Increasing costs and aging populations are prompting health care communities to transition from just treating diseases to providing a more predictive and personalized model of care.

Providers, as well as insurance payers and patients, already recognize the need to move from a strategy oriented to treating diseases to one focused on early detection and prevention, applying increasingly accessible indicators of individual patient risks based on aggregated genomics information. These indicators are then used to develop treatment paths based more closely on personalized health care data.

Health care and information solutions providers around the globe are joining forces to develop technologies that bring together critical data from disparate sources to create precise and individualized treatment plans for each patient.

For example, collaboration between Siemens and Partners Healthcare draws on a concept called service-oriented architecture (SOA). Because of its flexible, modular and standardized nature, SOA may prove to be a core foundational tool that enables more personalized diagnosis, individualized and preventive therapies, and clinical workflows. 

In the coming decades, it's widely expected that medical knowledge about effective treatments and best practices will be a public domain. However, this will require systems that can deliver standards for medical informatics to physicians and nurses. It will mean equipping health care providers with an open, standard IT architecture so that they can begin to pull data, applications and people together. And, it will mean that the IT applications, infrastructures and organizations delivering these solutions must become more agile and flexible.

The challenge of improving information accessibility calls for fundamental, systemic changes to the way knowledge is shared and applied. Empirical, trial-and-error methods of treatment are not able to take advantage of the innovations in in-vitro and in-vivo diagnostics that have developed in the last five to 10 years. Consider that right now there are more than 25,000 genetic tests in different stages in the U.S. market. How can any caregiver stay on top of which tests to order, which series to run, and what kind of knowledge is available?

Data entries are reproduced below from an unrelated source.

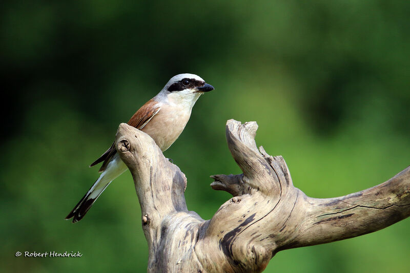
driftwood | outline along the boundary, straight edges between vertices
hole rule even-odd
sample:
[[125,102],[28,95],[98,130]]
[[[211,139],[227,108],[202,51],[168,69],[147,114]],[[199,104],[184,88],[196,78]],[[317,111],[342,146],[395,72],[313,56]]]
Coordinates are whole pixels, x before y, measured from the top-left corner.
[[260,272],[278,251],[373,232],[410,215],[410,166],[388,181],[336,198],[306,196],[281,156],[254,140],[255,122],[228,120],[243,174],[212,176],[233,197],[212,219],[188,211],[187,179],[145,133],[120,125],[115,145],[132,174],[148,242],[149,272]]

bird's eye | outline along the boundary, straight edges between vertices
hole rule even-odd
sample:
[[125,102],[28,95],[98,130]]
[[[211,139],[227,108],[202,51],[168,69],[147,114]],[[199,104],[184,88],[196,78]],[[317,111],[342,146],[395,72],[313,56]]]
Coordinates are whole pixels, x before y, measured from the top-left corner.
[[188,86],[189,85],[189,80],[187,79],[183,79],[182,80],[182,85],[184,86]]

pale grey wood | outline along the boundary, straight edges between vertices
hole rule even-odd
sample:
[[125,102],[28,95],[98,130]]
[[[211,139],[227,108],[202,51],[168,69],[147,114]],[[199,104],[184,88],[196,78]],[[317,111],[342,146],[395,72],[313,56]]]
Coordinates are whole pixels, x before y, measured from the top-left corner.
[[281,250],[365,234],[410,215],[410,167],[358,193],[312,198],[293,186],[281,156],[257,149],[257,128],[228,121],[228,146],[243,174],[211,177],[213,188],[233,197],[206,221],[188,211],[179,169],[149,136],[120,125],[115,145],[134,178],[149,272],[260,272]]

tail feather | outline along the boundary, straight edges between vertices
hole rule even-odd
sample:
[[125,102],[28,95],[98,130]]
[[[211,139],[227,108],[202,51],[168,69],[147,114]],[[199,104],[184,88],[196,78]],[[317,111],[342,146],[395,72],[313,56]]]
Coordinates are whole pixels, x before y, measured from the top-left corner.
[[68,214],[66,220],[73,218],[73,223],[75,223],[82,219],[111,181],[127,169],[127,166],[119,158],[118,154],[114,154],[112,159],[108,163],[107,169],[101,174],[88,192]]
[[65,218],[66,220],[70,220],[73,218],[73,223],[75,223],[83,219],[87,212],[88,212],[88,210],[91,207],[91,206],[93,205],[94,202],[95,202],[95,200],[97,200],[97,198],[111,182],[111,181],[105,181],[104,179],[101,179],[103,178],[104,175],[101,175],[97,179],[95,183],[94,183],[91,188],[78,202],[78,203],[68,214],[68,215]]

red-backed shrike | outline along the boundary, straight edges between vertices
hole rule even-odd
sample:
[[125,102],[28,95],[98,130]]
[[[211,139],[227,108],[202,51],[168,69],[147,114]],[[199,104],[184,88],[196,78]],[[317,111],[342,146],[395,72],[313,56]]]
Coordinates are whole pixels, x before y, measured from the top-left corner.
[[[132,116],[128,124],[149,135],[163,152],[182,133],[199,96],[213,90],[212,86],[196,75],[177,75]],[[101,162],[104,162],[99,169],[101,175],[67,215],[66,220],[74,217],[73,223],[81,220],[110,183],[127,169],[114,143],[90,166]]]

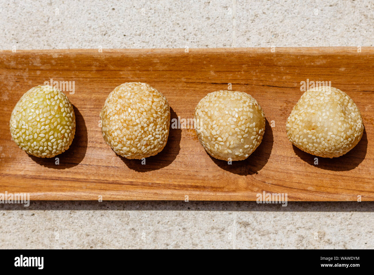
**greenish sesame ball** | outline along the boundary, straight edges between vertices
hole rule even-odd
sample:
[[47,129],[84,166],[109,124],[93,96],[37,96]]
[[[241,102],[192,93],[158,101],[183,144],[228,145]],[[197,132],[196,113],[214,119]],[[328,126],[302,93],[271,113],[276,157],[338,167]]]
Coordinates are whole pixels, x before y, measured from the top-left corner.
[[34,87],[22,96],[10,124],[19,148],[39,158],[52,158],[67,150],[75,133],[71,103],[63,93],[47,85]]
[[146,83],[127,82],[111,92],[100,113],[102,136],[117,154],[141,159],[166,144],[170,107],[166,98]]

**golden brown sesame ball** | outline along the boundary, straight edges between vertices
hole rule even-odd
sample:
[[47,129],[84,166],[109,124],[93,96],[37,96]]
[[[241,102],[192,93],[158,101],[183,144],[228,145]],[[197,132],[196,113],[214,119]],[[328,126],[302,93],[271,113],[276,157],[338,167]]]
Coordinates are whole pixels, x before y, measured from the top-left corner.
[[339,89],[328,86],[304,92],[286,128],[294,145],[322,158],[344,155],[356,146],[364,132],[361,113],[353,100]]
[[105,142],[128,159],[154,156],[168,140],[169,103],[146,83],[128,82],[116,87],[108,96],[100,117]]
[[195,109],[196,132],[209,154],[225,161],[245,159],[261,143],[265,116],[257,101],[242,92],[208,94]]
[[73,106],[63,93],[47,85],[29,90],[16,104],[12,137],[28,154],[52,158],[67,150],[75,133]]

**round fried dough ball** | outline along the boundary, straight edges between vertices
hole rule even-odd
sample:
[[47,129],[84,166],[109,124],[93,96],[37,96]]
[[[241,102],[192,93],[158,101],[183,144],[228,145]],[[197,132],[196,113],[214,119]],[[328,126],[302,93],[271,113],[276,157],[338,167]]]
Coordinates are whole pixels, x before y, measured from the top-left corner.
[[196,132],[212,156],[226,161],[245,159],[261,143],[264,112],[257,101],[242,92],[208,94],[195,110]]
[[116,87],[105,101],[100,117],[104,140],[126,158],[154,156],[168,140],[169,103],[146,83],[128,82]]
[[286,128],[292,144],[323,158],[344,155],[356,146],[364,132],[361,113],[352,99],[339,89],[325,86],[304,93]]
[[62,92],[39,86],[22,96],[12,113],[12,137],[22,150],[52,158],[67,150],[75,133],[73,106]]

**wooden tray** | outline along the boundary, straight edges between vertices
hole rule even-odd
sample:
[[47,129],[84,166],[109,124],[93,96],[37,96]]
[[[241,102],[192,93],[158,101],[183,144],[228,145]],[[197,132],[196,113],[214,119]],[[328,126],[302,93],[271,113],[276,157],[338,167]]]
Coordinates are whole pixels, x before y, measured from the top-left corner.
[[[105,50],[0,51],[0,193],[33,200],[255,200],[287,193],[291,201],[374,200],[374,48]],[[12,140],[10,114],[22,95],[54,80],[74,81],[65,93],[77,121],[70,148],[54,159],[31,157]],[[365,131],[349,153],[319,158],[288,141],[285,122],[303,92],[300,82],[331,81],[361,111]],[[167,98],[172,117],[193,117],[208,93],[248,93],[267,118],[262,143],[246,160],[212,158],[193,129],[171,129],[168,143],[146,164],[117,155],[98,126],[108,94],[130,81],[149,83]],[[275,127],[270,125],[274,121]]]

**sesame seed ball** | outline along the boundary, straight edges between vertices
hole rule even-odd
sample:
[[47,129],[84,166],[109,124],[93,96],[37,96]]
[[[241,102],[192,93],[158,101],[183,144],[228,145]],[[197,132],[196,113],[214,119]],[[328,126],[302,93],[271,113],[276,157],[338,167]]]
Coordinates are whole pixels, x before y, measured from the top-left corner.
[[218,159],[241,161],[261,143],[265,116],[257,101],[242,92],[219,91],[208,94],[195,109],[200,143]]
[[322,158],[344,155],[356,146],[364,132],[361,113],[352,99],[328,86],[304,92],[291,112],[286,128],[294,145]]
[[26,153],[52,158],[67,150],[75,133],[73,106],[63,93],[39,86],[22,96],[10,122],[13,140]]
[[170,108],[166,98],[146,83],[128,82],[109,94],[100,113],[102,136],[117,154],[140,159],[166,144]]

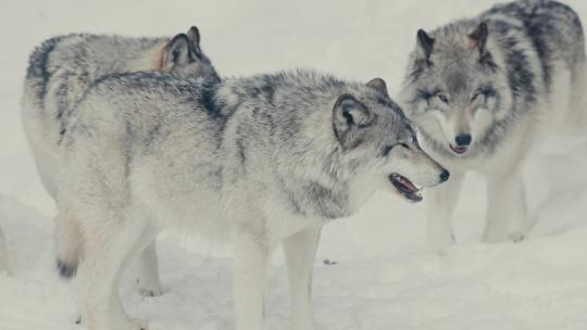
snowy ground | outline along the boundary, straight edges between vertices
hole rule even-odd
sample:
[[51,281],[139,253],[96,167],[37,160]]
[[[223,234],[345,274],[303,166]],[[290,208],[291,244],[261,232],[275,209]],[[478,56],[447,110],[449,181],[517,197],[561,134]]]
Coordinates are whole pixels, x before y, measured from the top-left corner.
[[[54,206],[20,123],[26,59],[42,39],[71,31],[172,35],[196,24],[224,75],[310,66],[360,80],[382,76],[394,96],[417,28],[491,3],[315,2],[0,3],[0,226],[13,270],[0,274],[0,329],[80,329],[70,321],[71,287],[53,269]],[[587,21],[587,3],[569,2]],[[484,183],[475,176],[457,211],[459,244],[446,257],[426,251],[425,203],[380,193],[354,218],[326,227],[314,265],[319,329],[587,329],[587,143],[565,141],[549,150],[535,152],[526,166],[536,224],[521,244],[479,243]],[[150,319],[153,330],[232,329],[225,250],[176,236],[163,236],[159,246],[165,293],[141,297],[127,276],[121,292],[129,314]],[[279,252],[270,272],[270,328],[287,329],[289,294]]]

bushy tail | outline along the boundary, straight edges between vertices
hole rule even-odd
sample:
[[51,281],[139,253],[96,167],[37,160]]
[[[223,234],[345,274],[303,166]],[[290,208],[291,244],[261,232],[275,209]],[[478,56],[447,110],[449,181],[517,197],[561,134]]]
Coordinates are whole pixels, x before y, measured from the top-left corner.
[[51,77],[49,71],[49,56],[55,46],[67,36],[54,37],[45,40],[28,58],[25,89],[28,98],[34,99],[36,106],[42,106],[42,100],[47,93],[47,84]]
[[75,277],[83,253],[79,225],[67,214],[60,214],[55,221],[57,268],[64,279]]
[[570,128],[579,135],[587,132],[587,63],[575,65],[571,73]]

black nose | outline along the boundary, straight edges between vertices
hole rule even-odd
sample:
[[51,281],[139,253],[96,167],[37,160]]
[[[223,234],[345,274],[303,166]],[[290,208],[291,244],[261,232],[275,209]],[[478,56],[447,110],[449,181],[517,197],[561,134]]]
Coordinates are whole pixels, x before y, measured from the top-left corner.
[[459,147],[466,147],[471,144],[471,135],[469,134],[458,135],[457,138],[454,138],[454,142],[457,142],[457,145]]
[[450,173],[446,169],[442,169],[442,173],[440,174],[440,182],[446,182],[450,178]]

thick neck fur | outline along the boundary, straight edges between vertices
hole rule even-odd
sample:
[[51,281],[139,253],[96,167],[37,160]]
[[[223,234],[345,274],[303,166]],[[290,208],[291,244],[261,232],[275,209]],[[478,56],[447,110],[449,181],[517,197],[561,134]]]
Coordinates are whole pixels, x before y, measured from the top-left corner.
[[[358,206],[349,189],[354,174],[342,161],[348,155],[335,138],[332,114],[338,96],[363,89],[312,72],[228,79],[216,97],[229,116],[224,143],[237,149],[245,168],[266,164],[255,157],[270,160],[267,175],[276,177],[292,213],[349,216]],[[243,145],[243,136],[254,136],[257,145]]]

Moreover, research suggests that if fundamental changes are not made to the current system, the cancer death rate will continue to be about 190 per 100,000 a year¹ and about 325,000 people will continue to die in the U.S. of coronary heart disease in an emergency department or before reaching a hospital.²

A shift toward personalized health care

With the appropriate systems and processes in place, medical teams can have access to a wealth of pre-existing genetic knowledge and personal medical histories to determine the treatments and risk factors for illnesses -- and patients can receive individual therapies for common diseases to help respond more quickly to symptoms before they become life-threatening.

In coming years, doctors and health care professionals will utilize a whole new set of tools for diagnosis and treatment based on an array of genetic tests and clinical data to determine the best treatment with the fewest side effects. Drug developers will gather evidence from patients about who will best respond to a given therapy for a given condition, and regulatory agencies will establish standards so that health care providers can easily compare one therapy to another. Further, insurance reimbursement will likely be based on comparison data culled from repositories of best-practice information and patient treatment histories, to avoid cases in which money goes to waste on unnecessary, sometimes harmful, procedures and treatments.

Of course, a number of legal and social issues, most notably privacy concerns, will need to be addressed. And, providers will need to be willing to share information across infrastructures.

So, the question isn't if this new world is coming, it's when. Fundamentally, the industry's IT systems must be in a position to manage this new reality.